The shift to patients paying the hospital has long been a feature, even if a rather minor one, of histories of modern healthcare. In the British case, it has served as an example of both what was wrong and what was already changing before the creation of the NHS in 1948. It has likewise been used as evidence in assessments of the ultimate success or failure of the pre-NHS hospital system. Only rarely, however, has it been considered on its own terms: as a pragmatic yet far-reaching change to the patient contract within a wider reconfiguration of the social function of the hospital. The following chapters will seek to address this, examining the workings, scale and meanings of paying the hospital in Britain during those final decades before the establishment of the NHS.

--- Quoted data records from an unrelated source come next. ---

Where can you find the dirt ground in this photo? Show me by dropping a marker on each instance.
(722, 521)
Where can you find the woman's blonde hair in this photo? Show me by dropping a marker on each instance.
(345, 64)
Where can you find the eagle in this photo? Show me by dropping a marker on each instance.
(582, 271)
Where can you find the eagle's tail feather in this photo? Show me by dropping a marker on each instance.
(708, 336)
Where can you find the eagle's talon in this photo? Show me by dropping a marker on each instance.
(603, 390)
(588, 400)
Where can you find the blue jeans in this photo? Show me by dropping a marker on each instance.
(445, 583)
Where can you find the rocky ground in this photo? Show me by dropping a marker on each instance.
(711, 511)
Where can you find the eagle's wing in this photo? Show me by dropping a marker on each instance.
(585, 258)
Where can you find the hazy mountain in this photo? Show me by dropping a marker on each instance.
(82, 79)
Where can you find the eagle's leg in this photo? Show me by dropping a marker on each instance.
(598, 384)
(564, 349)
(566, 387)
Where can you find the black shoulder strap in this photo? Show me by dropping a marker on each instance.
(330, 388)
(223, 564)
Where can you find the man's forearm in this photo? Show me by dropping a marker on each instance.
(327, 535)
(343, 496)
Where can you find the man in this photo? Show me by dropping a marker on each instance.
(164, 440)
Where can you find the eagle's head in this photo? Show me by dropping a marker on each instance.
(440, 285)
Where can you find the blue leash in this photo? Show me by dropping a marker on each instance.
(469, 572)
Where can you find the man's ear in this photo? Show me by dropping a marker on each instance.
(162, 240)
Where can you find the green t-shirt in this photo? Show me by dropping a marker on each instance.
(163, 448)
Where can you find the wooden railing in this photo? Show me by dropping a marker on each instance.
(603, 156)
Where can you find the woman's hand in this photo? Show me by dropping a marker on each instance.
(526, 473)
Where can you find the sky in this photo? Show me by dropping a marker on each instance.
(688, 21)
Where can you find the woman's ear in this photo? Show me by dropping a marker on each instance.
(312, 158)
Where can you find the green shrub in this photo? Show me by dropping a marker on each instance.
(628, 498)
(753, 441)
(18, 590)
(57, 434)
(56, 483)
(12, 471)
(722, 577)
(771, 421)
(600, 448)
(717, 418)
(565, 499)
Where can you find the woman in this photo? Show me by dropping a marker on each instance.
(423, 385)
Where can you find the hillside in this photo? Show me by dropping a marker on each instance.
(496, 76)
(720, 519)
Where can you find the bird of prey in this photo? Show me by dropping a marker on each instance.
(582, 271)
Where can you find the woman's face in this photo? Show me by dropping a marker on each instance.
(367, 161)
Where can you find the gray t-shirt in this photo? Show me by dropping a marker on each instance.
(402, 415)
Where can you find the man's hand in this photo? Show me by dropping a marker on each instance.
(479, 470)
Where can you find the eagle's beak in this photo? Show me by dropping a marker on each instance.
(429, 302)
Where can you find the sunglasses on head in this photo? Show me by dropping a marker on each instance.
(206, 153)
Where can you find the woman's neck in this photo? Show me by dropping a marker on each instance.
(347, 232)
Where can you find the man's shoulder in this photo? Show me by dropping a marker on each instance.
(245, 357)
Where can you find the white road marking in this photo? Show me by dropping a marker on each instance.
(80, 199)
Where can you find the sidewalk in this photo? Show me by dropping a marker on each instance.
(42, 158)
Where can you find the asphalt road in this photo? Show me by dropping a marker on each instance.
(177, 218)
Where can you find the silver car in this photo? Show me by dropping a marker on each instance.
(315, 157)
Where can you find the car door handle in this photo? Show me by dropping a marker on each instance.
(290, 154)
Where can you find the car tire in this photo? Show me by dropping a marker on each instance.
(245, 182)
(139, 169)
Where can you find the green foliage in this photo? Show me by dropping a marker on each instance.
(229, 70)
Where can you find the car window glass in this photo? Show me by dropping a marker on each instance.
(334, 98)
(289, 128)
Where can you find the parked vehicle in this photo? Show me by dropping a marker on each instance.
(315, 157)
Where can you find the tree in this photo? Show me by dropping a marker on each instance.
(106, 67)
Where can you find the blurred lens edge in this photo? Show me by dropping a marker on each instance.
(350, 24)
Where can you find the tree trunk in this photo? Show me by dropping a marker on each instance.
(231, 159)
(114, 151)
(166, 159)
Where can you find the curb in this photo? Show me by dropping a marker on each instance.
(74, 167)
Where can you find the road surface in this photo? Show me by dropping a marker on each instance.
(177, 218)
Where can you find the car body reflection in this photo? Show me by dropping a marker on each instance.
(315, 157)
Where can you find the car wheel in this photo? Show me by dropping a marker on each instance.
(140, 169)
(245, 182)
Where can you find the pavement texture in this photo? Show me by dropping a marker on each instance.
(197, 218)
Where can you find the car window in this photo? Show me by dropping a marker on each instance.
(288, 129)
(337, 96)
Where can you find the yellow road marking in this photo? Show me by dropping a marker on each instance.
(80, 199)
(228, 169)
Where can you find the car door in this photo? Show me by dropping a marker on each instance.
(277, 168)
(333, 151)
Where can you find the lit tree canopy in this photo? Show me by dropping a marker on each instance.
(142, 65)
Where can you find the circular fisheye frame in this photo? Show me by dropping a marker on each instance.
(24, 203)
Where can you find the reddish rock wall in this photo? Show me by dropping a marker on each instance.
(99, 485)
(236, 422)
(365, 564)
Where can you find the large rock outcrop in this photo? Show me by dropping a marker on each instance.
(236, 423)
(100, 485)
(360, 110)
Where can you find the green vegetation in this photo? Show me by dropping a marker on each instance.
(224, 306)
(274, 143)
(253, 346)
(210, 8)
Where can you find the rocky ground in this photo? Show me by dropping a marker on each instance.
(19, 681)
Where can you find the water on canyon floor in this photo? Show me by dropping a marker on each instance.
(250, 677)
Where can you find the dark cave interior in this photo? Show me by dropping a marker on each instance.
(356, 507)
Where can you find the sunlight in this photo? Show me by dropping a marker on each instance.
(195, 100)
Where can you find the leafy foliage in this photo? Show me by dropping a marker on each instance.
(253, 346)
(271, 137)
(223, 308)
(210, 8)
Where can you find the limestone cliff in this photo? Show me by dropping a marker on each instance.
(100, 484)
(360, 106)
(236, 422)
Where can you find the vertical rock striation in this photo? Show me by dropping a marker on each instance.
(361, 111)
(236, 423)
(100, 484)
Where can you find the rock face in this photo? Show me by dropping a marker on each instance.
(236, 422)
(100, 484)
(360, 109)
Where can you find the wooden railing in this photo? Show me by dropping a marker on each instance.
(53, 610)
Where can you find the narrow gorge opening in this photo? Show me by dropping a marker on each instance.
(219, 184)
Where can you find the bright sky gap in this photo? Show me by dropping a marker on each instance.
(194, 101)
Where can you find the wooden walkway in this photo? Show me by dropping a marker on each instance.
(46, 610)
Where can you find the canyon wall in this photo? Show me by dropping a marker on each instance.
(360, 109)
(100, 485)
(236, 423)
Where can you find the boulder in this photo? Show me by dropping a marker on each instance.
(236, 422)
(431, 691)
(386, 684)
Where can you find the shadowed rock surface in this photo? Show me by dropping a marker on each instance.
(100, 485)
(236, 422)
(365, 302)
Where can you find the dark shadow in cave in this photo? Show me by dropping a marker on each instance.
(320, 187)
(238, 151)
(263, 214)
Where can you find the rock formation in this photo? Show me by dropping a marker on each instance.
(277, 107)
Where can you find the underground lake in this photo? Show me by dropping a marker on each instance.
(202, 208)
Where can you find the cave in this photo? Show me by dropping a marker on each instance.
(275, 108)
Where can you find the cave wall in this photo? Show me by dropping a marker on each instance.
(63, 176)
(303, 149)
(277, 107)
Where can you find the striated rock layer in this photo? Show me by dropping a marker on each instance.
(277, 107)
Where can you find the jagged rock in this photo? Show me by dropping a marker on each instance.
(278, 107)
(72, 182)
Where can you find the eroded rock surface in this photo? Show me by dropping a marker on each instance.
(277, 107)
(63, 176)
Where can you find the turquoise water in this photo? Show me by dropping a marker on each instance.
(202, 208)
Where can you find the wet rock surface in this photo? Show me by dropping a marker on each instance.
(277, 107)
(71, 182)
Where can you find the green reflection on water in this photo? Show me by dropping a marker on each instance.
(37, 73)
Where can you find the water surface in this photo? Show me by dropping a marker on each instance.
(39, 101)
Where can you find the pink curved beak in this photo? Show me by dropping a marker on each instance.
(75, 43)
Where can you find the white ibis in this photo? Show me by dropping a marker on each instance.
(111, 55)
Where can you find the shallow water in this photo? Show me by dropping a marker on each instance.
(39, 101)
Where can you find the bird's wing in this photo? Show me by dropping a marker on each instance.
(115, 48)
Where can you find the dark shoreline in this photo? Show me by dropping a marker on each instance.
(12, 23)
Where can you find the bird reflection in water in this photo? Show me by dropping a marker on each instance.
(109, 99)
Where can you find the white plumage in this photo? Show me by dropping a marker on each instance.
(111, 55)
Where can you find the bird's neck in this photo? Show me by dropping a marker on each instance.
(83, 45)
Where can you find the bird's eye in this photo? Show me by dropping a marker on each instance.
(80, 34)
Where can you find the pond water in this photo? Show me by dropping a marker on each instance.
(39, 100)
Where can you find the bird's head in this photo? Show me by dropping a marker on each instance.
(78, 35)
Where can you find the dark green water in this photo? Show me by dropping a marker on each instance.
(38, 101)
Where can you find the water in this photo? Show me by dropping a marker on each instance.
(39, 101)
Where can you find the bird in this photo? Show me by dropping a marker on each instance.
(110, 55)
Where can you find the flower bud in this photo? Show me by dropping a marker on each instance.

To do so, it is crucial to understand two defining characteristics of the pre-NHS hospital. First, for those institutions dominating the delivery of acute medical care, the hospital was a charity. The patient was not a medical consumer but a recipient of medical charity. This coloured the economic encounter that was brought about by the introduction of patient payments, setting a course not so much towards consumer empowerment as civic contribution. Second, whether in the voluntary or public sector, the hospital was a local institution. Although hospitals across the country showed remarkable consistency in the introduction of patient payments, decisions were taken at the local, municipal or institutional level. As such, the next chapter turns to our case study city, surveying the hospitals of Bristol and placing them firmly within a local economic, political and social context.